Madame Web Is the Third or Fourth-Best Superhero Movie of 2003

With some actors, it is a pleasure just to watch them think – to do virtually nothing but silently convey the process of wheels turning inside their heads. Dakota Johnson is not such an actor. I don’t say this because she seems stupid. On the contrary, in interviews she often comes across as unflappable, sharp perhaps to the point of cutting. It’s exactly this quality that makes visible calculation look out of place on her; if she puzzles things out in public, she conceals it very well. What she does most interestingly on screen is seethe and stew, as she does in The Lost Daughter and Cha Cha Real Smooth, both times playing young mothers whose possessiveness of their children competes with their weariness and regrets.
In Madame Web, Johnson finds herself again caring for children, albeit those who feel more confident in their abilities to care for themselves. Cassie Webb (Johnson), a thirtyish paramedic working in New York City, has a brush with death that leaves her with short-term visions of the future, which in turn draws her closer to three seemingly random figures: Sweet, unassertive Julia Cornwall (Sydney Sweeney); brainy, skeptical Anya Corazon (Isabela Merced); and independent, impulsive Mattie Franklin (Celeste O’Connor). These names may set comic book devotees’ hearts aflutter. Even more casual readers or movie-watchers may recognize how Ben Parker (Adam Scott), Cassie’s friend and coworker, bears a significant moniker in the world of your friendly neighborhood movie star Spider-Man, to which Madame Web is nominally adjacent. This is one of those Sony-produced “SSU” spinoff movies, like Venom or Morbius, where the webslinger himself does not appear – or does he? (No, not really, though the technicalities could make for some fun, nitpicky debates.)

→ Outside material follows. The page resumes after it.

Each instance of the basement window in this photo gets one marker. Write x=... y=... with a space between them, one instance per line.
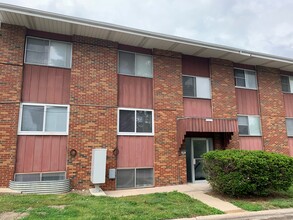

But for the purposes of attempting to watch a normal movie like a normal person who does not need assurances in one direction or another about how connected this all is to a broader cinematic universe, this is a big-budget vehicle for Johnson. It’s the first such thing since her Fifty Shades days – a gig that, to be fair, seemed to engender more contempt from her than this one. Here, she seems to be giving Cassandra Webb the old college try. Her presence is compelling in large part because she’s such a clumsy fit for the demonstrative stuff, like delivering exposition, pretending to assess her next move, or reacting with distress when she sees something horrifically violent. She’s most convincingly distressed in a more quietly irritable register, and her ambivalence about these powers, these young women, and this shadowy, menacing, Spider-Mannish figure called Ezekiel (Tahar Rahim) all ring true. She seems well and truly uncertain about what she’s doing in a sorta-superhero picture.
Johnson works so well in this department, in fact, that she renders the movie’s endless rerunning of her Next routine redundant; the audience gets the concept long before the movie realizes they do. Director S.J. Clarkson, a TV vet making her film debut, contributed to a multi-authored screenplay that’s as scattered in focus as Cassie’s visions. The core idea of Cassie reluctantly leading a future super-team (in a detail that sounds hastily fabricated but is actually just comic books, all three of the younger characters are fated to become different versions of the hero Spider-Woman) makes sense enough. The idea of a nightmarish alt-universe Bad Spider-Man coming after them, which is what Ezekiel essentially represents, is downright tantalizing, and sometimes staged with appropriate menace. The strands that are supposed to connect all of this together in a web of intrigue, however, don’t have much tensile strength. Ezekiel is rich, for reasons unexplained, and able to stalk the future Spider-Women by hiring an assistant played by Zosia Mamet, for reasons unexplained, who is in charge of a massive surveillance system that is, for yet more reasons unexplained, treated as a foolproof system even though it transparently only works within the confines of New York City.